The study included 1531 patients who underwent laser ablation for 1534 nodules. A total of 83% of the nodules were treated with a single session of laser ablation, 13% required two sessions and 3% required 3 sessions. The average reduction in nodule volume at 12 months was 72%. There were no changes in thyroid function at 12 months. Local symptoms attributed to the nodules generally improved, as did the cosmetic appearance.
There were 17 complications, 8 major and 9 minor; none were life-threatening. A total of 8 patients had voice changes immediately after the session and laryngoscopy showed the vocal-cords not working correctly. All were treated with steroids and recovered completely. The minor complications included bruising and skin burns. About 30% of patients experienced pain, often radiating to the jaw or shoulder that disappeared when the laser was turned off. Persistent moderate or severe pain was reported in about 2%; this disappeared within 3 days.

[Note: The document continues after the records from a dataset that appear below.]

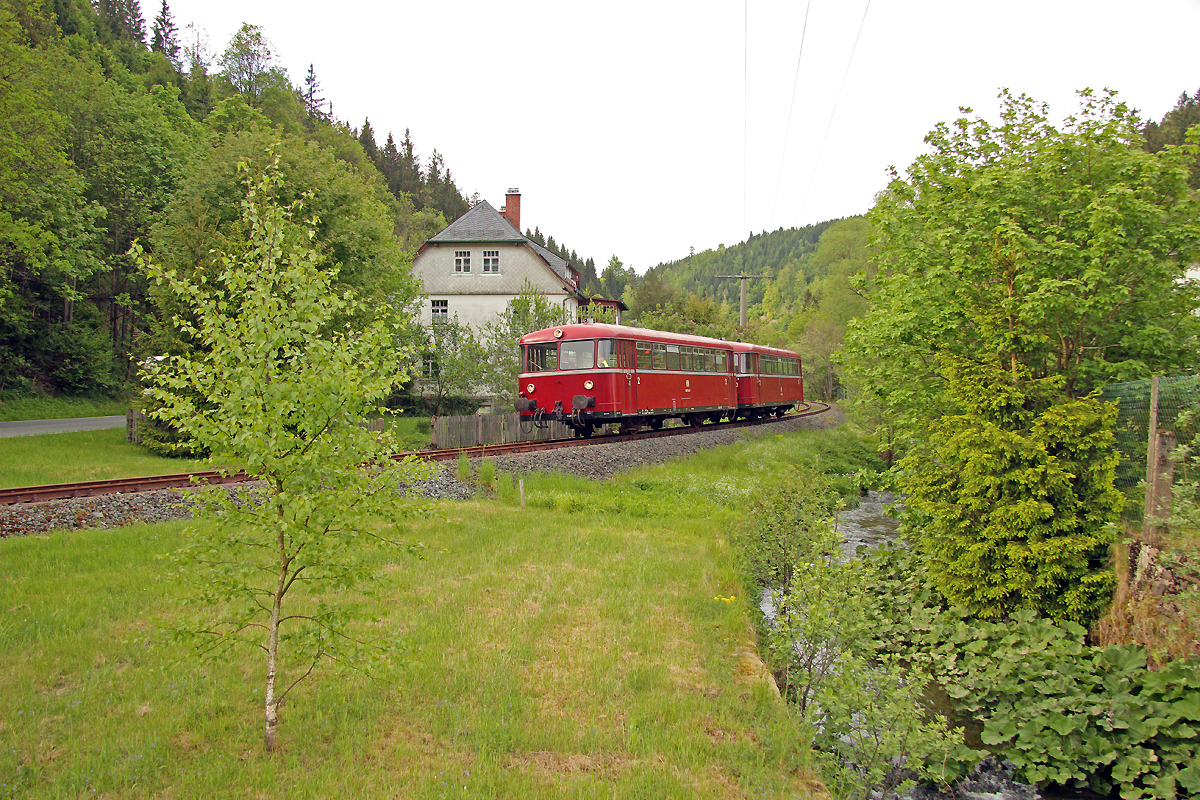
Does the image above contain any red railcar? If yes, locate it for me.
[516,323,804,437]
[733,342,804,417]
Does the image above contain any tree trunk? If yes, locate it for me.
[263,597,280,752]
[263,533,288,752]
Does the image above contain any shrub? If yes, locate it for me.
[900,357,1123,625]
[736,467,839,588]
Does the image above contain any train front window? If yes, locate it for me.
[559,339,596,369]
[526,342,558,372]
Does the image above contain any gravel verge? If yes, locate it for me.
[0,409,845,539]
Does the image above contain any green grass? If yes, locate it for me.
[0,422,883,799]
[0,397,130,422]
[0,428,215,487]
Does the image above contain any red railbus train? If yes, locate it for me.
[516,323,804,437]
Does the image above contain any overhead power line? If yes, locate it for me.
[800,0,871,221]
[768,0,812,229]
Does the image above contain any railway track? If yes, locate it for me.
[0,403,829,505]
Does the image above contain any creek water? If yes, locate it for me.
[787,491,1041,800]
[838,489,900,557]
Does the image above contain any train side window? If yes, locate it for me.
[637,342,652,369]
[617,339,634,369]
[526,342,558,372]
[596,339,617,369]
[558,339,596,369]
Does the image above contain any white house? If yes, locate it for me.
[413,188,588,329]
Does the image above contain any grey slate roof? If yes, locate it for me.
[430,200,575,287]
[430,200,526,242]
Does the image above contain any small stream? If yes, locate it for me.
[760,491,1040,800]
[838,489,900,557]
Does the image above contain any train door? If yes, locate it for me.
[750,353,766,405]
[617,339,637,414]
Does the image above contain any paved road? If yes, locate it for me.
[0,416,125,439]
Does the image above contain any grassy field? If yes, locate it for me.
[0,417,430,488]
[0,397,130,422]
[0,422,866,798]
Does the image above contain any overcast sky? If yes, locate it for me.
[166,0,1200,272]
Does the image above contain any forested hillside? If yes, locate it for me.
[0,0,468,398]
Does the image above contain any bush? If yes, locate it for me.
[736,467,839,588]
[900,359,1123,625]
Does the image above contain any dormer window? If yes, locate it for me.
[484,249,500,273]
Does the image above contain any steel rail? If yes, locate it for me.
[0,403,830,505]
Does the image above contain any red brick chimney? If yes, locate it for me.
[500,188,521,233]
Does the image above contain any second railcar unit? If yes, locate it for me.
[516,323,804,437]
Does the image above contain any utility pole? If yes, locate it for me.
[715,272,774,327]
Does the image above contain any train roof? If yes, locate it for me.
[521,323,799,359]
[731,342,800,359]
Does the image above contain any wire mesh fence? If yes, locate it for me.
[1100,375,1200,493]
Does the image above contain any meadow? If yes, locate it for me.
[0,429,883,798]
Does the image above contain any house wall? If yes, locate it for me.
[413,237,578,329]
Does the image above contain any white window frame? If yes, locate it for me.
[484,249,500,275]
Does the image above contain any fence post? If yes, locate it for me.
[1141,375,1175,546]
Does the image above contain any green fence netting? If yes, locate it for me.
[1100,375,1200,493]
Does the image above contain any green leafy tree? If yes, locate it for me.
[900,356,1123,625]
[480,281,570,408]
[418,314,484,416]
[845,91,1200,427]
[217,24,290,106]
[139,158,427,751]
[600,254,637,300]
[147,126,419,354]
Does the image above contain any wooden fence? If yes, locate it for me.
[430,413,571,449]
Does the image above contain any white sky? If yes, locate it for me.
[166,0,1200,272]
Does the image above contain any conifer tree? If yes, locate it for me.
[359,119,379,164]
[304,63,326,120]
[379,131,401,198]
[150,0,180,70]
[400,128,421,199]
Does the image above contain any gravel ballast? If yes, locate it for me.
[0,409,845,539]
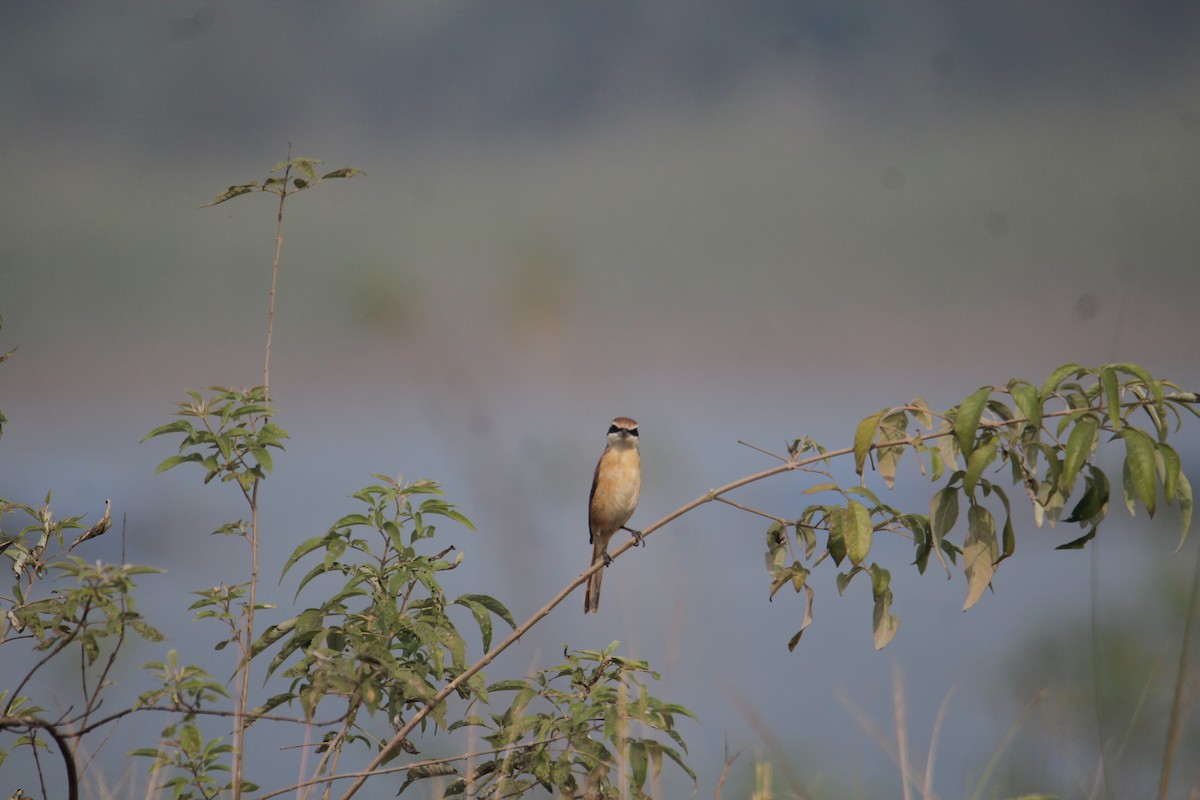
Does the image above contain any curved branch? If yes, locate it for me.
[0,715,79,800]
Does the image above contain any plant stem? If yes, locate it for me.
[1158,534,1200,800]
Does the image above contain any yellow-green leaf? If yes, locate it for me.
[954,386,991,456]
[854,409,888,475]
[908,397,934,431]
[842,500,875,566]
[1042,363,1087,403]
[962,505,1000,610]
[1058,416,1098,497]
[962,439,1000,497]
[1008,381,1042,428]
[1175,473,1192,552]
[871,564,900,650]
[1121,427,1158,517]
[1157,441,1183,504]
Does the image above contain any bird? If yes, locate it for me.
[583,416,642,614]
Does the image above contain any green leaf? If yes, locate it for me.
[871,564,900,650]
[179,724,204,757]
[962,439,1000,497]
[929,486,959,572]
[1008,380,1042,428]
[876,411,908,491]
[1121,427,1158,517]
[200,181,260,209]
[1058,414,1099,497]
[320,167,366,181]
[842,500,875,566]
[154,453,204,473]
[954,386,991,456]
[1067,464,1110,527]
[962,505,1000,610]
[908,397,934,431]
[1100,367,1121,433]
[1156,441,1183,504]
[138,420,192,444]
[854,409,888,475]
[1109,362,1163,403]
[1042,363,1087,403]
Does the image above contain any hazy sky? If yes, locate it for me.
[0,1,1200,796]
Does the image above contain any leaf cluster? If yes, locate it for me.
[205,156,366,207]
[401,642,696,800]
[766,363,1196,648]
[253,475,515,767]
[128,649,241,800]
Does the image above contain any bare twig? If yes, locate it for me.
[0,715,79,800]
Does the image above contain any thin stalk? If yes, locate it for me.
[233,154,292,800]
[1158,534,1200,800]
[341,401,1148,800]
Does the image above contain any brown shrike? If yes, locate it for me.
[583,416,642,614]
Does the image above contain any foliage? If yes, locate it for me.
[767,363,1200,648]
[253,475,515,751]
[209,156,366,206]
[0,155,1200,800]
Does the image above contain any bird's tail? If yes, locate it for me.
[583,536,605,614]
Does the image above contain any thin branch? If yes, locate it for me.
[0,715,79,800]
[713,498,792,525]
[257,734,566,800]
[66,705,346,739]
[738,439,787,462]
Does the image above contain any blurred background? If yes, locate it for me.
[0,0,1200,798]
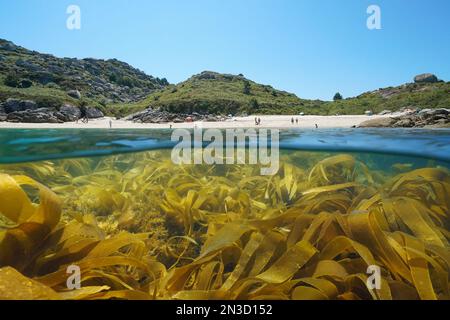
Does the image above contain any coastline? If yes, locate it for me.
[0,114,392,129]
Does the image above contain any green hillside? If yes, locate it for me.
[109,71,324,115]
[0,39,168,111]
[109,71,450,116]
[321,81,450,114]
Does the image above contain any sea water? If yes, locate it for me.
[0,129,450,299]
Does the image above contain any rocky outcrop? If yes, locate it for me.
[414,73,439,83]
[123,108,224,123]
[3,98,38,113]
[67,90,81,99]
[0,99,104,123]
[59,104,81,122]
[359,109,450,128]
[0,39,169,103]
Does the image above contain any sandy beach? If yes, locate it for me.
[0,115,387,129]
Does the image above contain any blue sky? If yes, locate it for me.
[0,0,450,100]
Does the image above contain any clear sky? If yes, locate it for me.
[0,0,450,100]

A total of 12 patients (0.7%) fainted and 141 patients (3.3%) had fever that lasted up to 3 days.
According to this study, laser ablation therapy of benign nodules is effective, reproducible, and generally well tolerated and has a low risk of major complications.
WHAT ARE THE IMPLICATIONS OF THIS STUDY?
This is an interesting technique that is not widely used in the United States. It is important that the centers reporting their data all had at least 2 years of experience with the procedure, which probably contributed to the low number of complications reported. The major complication was temporary vocal-cord paralysis in almost 1% of patients. Also 1 in 3 patients experienced pain with the procedure. Depending on the cost associated with the technique and whether it is easy for physicians to perform, this could potentially become a more common treatment option for benign thyroid nodules.